Showtime 8 p.m. with $8 admission; discounts on craft beer and organic wine during the screening.
The Psychotronic Film Society’s ongoing weekly showcase of overlooked or marginalized feature films from around the world continues with a special 65th birthday salute to the Knight Rider himself, international camp icon of both acting and pop music David Hasselhoff. In his honor, the PFS will screen the forgotten 1985 made-for-TV thriller “Terror at London Bridge,” which stars the Hoff as an unorthodox Arizona policeman who becomes convinced that a series of unsolved killings in his sleepy little tourist town of Lake Havasu are actually being committed by the reincarnation of famed British serial murderer Jack the Ripper, whose soul has been released from a stone in which it had been imprisoned for almost 100 years.

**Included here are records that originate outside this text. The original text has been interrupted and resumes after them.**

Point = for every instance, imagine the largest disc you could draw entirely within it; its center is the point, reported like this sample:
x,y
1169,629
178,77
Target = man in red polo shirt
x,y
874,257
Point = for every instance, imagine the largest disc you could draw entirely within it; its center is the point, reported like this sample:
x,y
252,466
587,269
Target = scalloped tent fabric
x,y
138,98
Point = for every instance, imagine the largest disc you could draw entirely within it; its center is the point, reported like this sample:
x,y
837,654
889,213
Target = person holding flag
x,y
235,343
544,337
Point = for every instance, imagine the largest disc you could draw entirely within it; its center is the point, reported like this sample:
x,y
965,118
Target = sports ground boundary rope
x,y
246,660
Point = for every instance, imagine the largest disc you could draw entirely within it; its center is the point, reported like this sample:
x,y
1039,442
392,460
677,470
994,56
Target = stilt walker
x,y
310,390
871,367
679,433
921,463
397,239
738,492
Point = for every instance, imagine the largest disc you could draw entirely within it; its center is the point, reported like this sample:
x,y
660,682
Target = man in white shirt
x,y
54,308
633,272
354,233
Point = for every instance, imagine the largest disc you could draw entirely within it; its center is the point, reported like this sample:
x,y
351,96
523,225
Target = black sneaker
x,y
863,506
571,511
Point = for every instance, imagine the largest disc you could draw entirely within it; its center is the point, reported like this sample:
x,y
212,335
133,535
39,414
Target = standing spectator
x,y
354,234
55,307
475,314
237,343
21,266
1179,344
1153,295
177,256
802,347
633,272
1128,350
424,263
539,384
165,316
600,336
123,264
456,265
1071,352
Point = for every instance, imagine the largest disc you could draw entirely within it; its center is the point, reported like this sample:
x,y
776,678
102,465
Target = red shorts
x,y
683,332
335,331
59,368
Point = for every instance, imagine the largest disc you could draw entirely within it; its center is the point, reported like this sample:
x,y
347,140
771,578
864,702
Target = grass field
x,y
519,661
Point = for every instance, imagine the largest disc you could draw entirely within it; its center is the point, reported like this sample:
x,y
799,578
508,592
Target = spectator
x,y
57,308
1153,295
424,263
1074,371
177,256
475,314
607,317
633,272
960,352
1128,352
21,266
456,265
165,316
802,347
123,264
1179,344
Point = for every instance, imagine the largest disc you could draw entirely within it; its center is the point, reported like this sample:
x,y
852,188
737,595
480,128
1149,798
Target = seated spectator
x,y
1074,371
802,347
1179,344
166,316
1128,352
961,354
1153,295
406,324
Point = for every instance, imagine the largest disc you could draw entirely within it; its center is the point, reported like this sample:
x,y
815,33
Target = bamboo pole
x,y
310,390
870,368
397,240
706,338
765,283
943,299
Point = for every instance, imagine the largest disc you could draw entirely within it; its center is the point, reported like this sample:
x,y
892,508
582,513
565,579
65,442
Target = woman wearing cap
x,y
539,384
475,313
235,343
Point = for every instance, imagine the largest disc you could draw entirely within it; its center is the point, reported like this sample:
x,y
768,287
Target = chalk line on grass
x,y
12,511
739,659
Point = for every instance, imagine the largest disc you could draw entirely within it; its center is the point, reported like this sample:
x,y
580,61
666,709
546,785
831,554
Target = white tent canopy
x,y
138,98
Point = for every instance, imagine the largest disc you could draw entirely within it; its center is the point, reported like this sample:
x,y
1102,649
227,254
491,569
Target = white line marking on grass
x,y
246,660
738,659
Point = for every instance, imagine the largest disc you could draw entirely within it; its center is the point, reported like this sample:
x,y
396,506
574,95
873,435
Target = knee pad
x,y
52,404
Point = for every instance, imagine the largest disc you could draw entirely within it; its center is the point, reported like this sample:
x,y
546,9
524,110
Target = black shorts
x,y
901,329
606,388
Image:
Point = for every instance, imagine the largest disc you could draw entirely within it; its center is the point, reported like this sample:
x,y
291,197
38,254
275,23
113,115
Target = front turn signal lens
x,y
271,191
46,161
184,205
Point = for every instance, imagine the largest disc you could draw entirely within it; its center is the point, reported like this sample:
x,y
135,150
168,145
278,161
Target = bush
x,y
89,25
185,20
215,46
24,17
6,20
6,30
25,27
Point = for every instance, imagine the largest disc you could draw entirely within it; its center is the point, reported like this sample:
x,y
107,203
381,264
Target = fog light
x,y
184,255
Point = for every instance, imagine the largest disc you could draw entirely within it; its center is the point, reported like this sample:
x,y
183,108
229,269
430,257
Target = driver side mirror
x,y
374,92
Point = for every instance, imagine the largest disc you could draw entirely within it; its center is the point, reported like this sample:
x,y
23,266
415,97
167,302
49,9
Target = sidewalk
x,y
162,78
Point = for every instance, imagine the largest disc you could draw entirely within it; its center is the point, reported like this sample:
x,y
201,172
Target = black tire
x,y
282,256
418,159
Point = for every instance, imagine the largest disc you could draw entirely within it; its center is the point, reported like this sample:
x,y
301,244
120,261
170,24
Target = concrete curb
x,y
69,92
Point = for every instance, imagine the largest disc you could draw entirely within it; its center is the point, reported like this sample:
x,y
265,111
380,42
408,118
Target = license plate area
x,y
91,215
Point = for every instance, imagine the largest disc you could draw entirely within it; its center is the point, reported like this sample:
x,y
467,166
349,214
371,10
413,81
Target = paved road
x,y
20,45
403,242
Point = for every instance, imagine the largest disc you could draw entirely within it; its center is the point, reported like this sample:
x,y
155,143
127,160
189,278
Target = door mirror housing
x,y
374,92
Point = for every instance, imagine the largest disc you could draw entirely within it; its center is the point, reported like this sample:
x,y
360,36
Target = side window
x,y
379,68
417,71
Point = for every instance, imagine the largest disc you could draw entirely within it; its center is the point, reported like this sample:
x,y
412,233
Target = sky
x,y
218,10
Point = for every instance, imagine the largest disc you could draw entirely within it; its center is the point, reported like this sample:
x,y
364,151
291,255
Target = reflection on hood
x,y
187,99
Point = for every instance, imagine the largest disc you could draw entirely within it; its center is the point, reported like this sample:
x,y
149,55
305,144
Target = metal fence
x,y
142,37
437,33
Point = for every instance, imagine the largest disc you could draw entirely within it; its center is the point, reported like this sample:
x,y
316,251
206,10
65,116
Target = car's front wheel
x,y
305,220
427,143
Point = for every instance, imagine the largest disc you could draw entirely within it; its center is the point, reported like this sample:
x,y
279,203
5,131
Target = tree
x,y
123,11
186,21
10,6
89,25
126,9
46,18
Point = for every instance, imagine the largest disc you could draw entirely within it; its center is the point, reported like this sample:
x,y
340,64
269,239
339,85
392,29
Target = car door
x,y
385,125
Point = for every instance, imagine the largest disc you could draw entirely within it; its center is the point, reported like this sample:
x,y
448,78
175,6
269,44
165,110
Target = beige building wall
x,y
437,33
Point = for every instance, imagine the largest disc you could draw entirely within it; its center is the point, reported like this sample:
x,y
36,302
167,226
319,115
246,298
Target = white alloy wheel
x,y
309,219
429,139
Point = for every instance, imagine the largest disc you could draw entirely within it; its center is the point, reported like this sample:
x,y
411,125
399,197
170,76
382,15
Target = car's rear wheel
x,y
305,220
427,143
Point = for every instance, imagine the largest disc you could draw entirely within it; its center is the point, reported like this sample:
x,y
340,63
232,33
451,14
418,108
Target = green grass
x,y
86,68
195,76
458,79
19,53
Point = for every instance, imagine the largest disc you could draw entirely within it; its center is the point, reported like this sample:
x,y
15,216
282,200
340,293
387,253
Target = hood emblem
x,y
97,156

Co-starring Adrienne Barbeau (“Creepshow”), Rose Marie (TV’s “The Dick Van Dyke Show”) and the criminally under-appreciated Randolph Mantooth (TV’s “Emergency”), this surprisingly entertaining obscurity was written by William F. Nolan, the same man who peened the screenplays for Dan Curtis’ way-cool 1970s horror pilot “The Norliss Tapes,” as well as co-wrote the original novel on which the film and TV series “Logan’s Run” were based. Legitimately creepy at times, yet endearingly cheesy throughout, “Terror at London Bridge” aka “Bridge Across Time” is something of a Hasselhoff rarity which should be a treat for fans of his unique approach to the dramatic arts.